Se o ritmo atual do aquecimento global não for controlado, empurrará bilhões de pessoas para fora do “nicho climático” e afetará a produção de alimentos, é o que diz o estudo publicado na revista Nature Sustainability. Até 2030, cerca de dois bilhões de cidadãos devem enfrentar temperaturas médias de 29ºC ou mais, fato que impactará diretamente na qualidade de vida da população e na produção mundial de alimentos.
O nicho consiste em lugares em que a temperatura média anual varia de 13ºC a cerca de 27ºC. Fora desta janela, as condições tendem a ser muito quentes, muito frias ou muito secas. No Brasil, a temperatura deve aumentar de um a seis graus até 2100 - em todas as regiões do país - nas próximas décadas.
Fernando Silva, empresário e sócio-fundador da PWTech, startup reconhecida pela ONU como referência no acesso à água potável, explica que as mudanças climáticas têm um forte impacto na sociedade de modo geral. “Quando falamos da escassez hídrica, estamos falando de um recurso que não pode ser deixado de lado. A água potável está em tudo. Ela não é utilizada apenas para o consumo, como para a produção de alimentos de origem vegetal e animal. Com a falta ou a má qualidade desse recurso, a agricultura e a saúde humana são prejudicadas”, afirma.
O estudo ainda determinou que, embora menos de 1% da população global esteja atualmente exposta ao calor perigoso, com temperaturas médias de 29ºC ou mais, a mudança climática já colocou mais de 600 milhões de pessoas fora do nicho.
No Cerrado brasileiro, a seca e o aumento das temperaturas reduzem a produtividade da soja. As informações são do Ipam (Instituto de Pesquisas Ambientais da Amazônia), publicada na revista especializada International Journal of Agricultural Sustainability, em janeiro deste ano. Os cientistas calcularam que toda vez que a temperatura no cerrado subiu 1°C acima da média histórica (1980 a 2018), a produtividade da soja caiu 6%.
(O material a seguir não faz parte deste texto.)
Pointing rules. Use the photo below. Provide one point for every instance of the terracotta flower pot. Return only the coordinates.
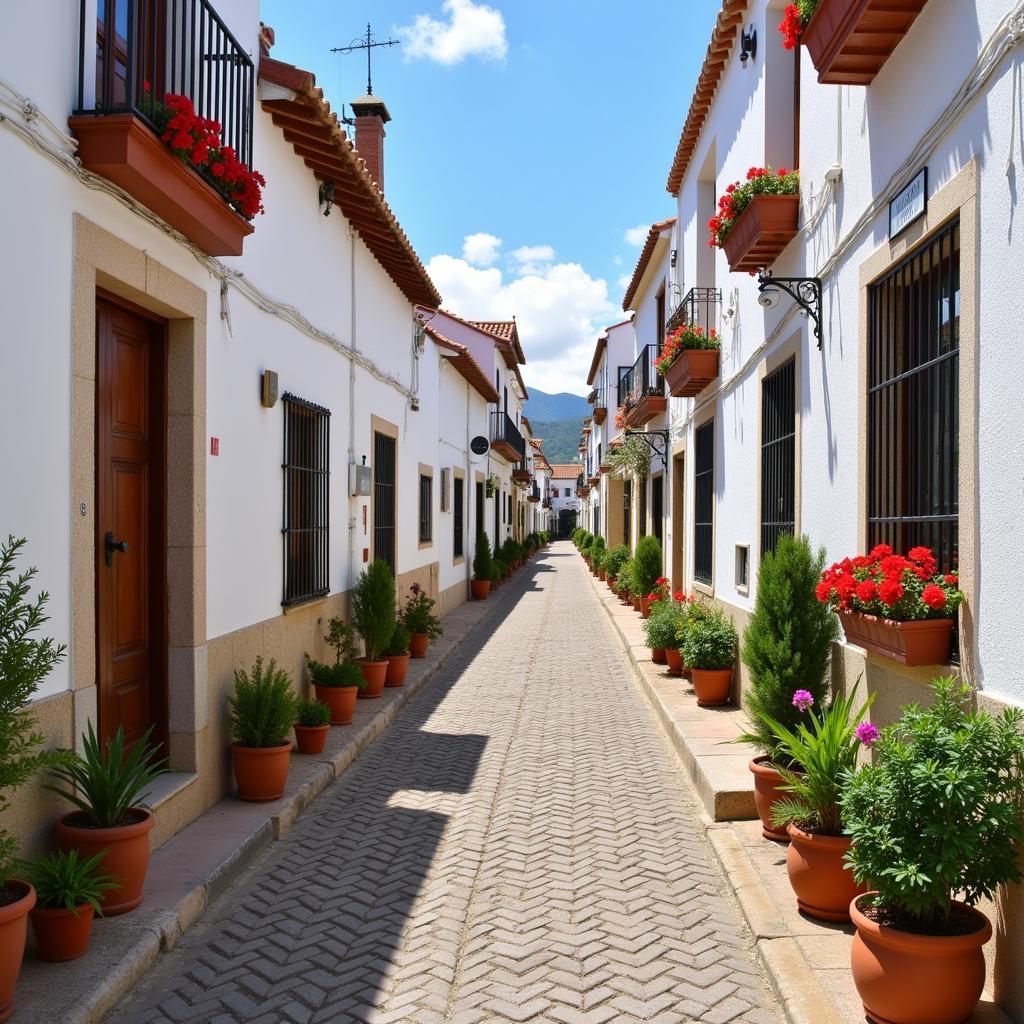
(13, 928)
(397, 666)
(310, 738)
(60, 934)
(674, 658)
(375, 675)
(903, 978)
(126, 855)
(766, 792)
(824, 886)
(260, 772)
(341, 700)
(713, 686)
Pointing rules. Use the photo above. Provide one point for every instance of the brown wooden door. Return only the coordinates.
(131, 647)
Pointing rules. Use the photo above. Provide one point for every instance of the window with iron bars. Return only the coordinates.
(306, 503)
(704, 503)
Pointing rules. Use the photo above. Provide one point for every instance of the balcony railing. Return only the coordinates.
(641, 380)
(506, 438)
(146, 48)
(699, 308)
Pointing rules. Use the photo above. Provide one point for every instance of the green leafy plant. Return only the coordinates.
(339, 675)
(66, 882)
(825, 745)
(263, 706)
(107, 784)
(710, 642)
(373, 607)
(787, 642)
(25, 662)
(418, 615)
(646, 564)
(939, 811)
(481, 559)
(312, 714)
O Brasil produz, hoje, 40% da soja mundial, e já está à frente dos Estados Unidos (30%). Mais da metade da área cultivada do país (57%) é coberta pelo grão, o equivalente a 40 milhões de campos de futebol, segundo o IBGE (Instituto Brasileiro de Geografia e Estatística) e o USDA (Departamento de Agricultura dos Estados Unidos). Conforme regiões com solos e climas favoráveis ficam mais escassas no centro-sul do país, as lavouras de soja se expandem para áreas mais quentes e secas do cerrado.
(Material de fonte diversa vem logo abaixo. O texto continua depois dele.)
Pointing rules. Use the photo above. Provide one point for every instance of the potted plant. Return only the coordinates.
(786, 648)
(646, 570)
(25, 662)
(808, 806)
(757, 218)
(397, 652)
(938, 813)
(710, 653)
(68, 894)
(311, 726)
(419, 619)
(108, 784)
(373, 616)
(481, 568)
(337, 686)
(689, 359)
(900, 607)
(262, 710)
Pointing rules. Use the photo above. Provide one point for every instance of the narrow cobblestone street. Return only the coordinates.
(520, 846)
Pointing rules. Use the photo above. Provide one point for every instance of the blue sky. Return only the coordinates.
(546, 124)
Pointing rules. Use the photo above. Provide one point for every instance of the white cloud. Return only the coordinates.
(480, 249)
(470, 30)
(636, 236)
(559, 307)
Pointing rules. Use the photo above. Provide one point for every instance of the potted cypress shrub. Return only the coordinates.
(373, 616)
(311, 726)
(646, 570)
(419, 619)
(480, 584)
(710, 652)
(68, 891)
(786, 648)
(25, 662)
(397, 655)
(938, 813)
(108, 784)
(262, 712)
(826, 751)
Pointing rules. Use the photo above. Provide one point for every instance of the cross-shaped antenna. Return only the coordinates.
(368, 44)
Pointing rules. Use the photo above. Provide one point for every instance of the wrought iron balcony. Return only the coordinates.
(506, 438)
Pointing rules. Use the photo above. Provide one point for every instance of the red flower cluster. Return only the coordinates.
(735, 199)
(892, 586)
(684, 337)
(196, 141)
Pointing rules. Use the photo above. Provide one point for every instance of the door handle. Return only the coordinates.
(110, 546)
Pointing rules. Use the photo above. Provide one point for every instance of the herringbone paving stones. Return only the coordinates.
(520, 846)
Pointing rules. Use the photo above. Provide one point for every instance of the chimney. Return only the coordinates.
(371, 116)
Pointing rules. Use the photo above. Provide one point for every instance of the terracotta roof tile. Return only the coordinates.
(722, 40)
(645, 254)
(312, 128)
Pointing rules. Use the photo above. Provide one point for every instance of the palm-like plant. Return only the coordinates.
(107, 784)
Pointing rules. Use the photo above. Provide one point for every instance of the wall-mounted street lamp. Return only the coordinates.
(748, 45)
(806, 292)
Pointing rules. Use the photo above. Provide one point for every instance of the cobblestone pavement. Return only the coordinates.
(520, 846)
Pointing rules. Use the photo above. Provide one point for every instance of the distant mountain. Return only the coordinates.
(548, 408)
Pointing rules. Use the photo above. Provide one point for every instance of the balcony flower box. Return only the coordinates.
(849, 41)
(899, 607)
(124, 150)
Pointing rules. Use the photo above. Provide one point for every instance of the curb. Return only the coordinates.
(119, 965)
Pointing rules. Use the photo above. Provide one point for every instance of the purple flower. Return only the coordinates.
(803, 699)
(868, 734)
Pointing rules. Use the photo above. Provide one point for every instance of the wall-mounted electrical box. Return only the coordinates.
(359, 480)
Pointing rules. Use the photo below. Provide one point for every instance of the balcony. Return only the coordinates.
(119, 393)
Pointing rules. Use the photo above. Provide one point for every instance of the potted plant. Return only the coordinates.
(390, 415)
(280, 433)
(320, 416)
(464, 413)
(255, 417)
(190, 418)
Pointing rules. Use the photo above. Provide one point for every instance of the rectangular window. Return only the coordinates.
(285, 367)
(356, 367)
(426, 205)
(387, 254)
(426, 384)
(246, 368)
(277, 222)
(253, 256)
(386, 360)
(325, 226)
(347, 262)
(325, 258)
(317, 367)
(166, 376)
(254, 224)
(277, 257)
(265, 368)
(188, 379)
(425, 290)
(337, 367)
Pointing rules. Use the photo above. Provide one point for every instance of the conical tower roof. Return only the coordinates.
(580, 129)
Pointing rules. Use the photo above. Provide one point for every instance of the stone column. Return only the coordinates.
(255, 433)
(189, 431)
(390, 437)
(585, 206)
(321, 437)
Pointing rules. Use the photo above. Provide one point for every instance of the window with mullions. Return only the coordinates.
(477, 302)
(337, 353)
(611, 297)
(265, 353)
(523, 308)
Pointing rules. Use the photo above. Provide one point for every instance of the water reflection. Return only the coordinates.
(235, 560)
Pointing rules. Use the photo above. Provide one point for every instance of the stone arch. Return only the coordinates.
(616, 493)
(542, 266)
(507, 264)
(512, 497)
Para Fábio Pizzamiglio, diretor da Efficienza, empresa especializada na assessoria para o comércio exterior, a preocupação ambiental é uma crescente no mercado. Além disso, o executivo também aponta que o país tem caminhado para uma melhor colocação na pauta de ESG, ampliando as possibilidades de mercado para as empresas nacionais.
"O agronegócio brasileiro se preocupa em executar boas práticas sustentáveis e busca demonstrar isso ao mundo. Ao mesmo tempo, quando tratamos de pequenos agricultores e da agricultura familiar, precisamos criar mecanismos de Estado que ajudem na adaptação de seus produtos, principalmente pelos altos custos. Isso poderá ser feito por intermédio de subsídios à produção ecologicamente sustentáveis, tendo como público-alvo os produtores que não têm condições para se adaptarem à tendência do mercado internacional”, defende.
Segundo Pizzamiglio, essa nova visão do mundo para os produtos ambientalmente sustentáveis é explícita com projetos, como a nova Lei de desmatamento zero da União Europeia. Por isso, as mudanças climáticas em curso trazem incertezas à produção, especialmente nas áreas de expansão da soja, segundo os especialistas. Até 2050, o Brasil precisa aumentar em 44% a produção nacional de feijão para atender a demanda do mercado, o que significa 1,5 milhão a mais por ano.
É o que mostra o estudo desenvolvido pela Empresa Brasileira de Pesquisa Agropecuária (Embrapa) e pela Universidade de São Paulo. “Nesse aspecto, a preocupação com a água potável é de grande importância, principalmente considerando a necessidade dos produtores nacionais em expandir seus mercados”, completa Pizzamiglio.
Para dificultar a tarefa, produtores terão de enfrentar uma elevação na temperatura de até 2,8°C nas próximas duas décadas. A região Centro-Oeste e os estados de Minas Gerais e da Bahia podem ser as áreas mais afetadas. Dados do Instituto Brasileiro de Geografia e Estatística (IBGE) mostram que, hoje, a produção anual do feijão é de 2,8 milhões de toneladas por ano, quantidade equivalente a R$ 12 bilhões.
A safra brasileira de grãos deve ser recorde em 2023, totalizando 298 milhões de toneladas, de acordo com a estimativa de fevereiro do Levantamento Sistemático da Produção Agrícola (LSPA).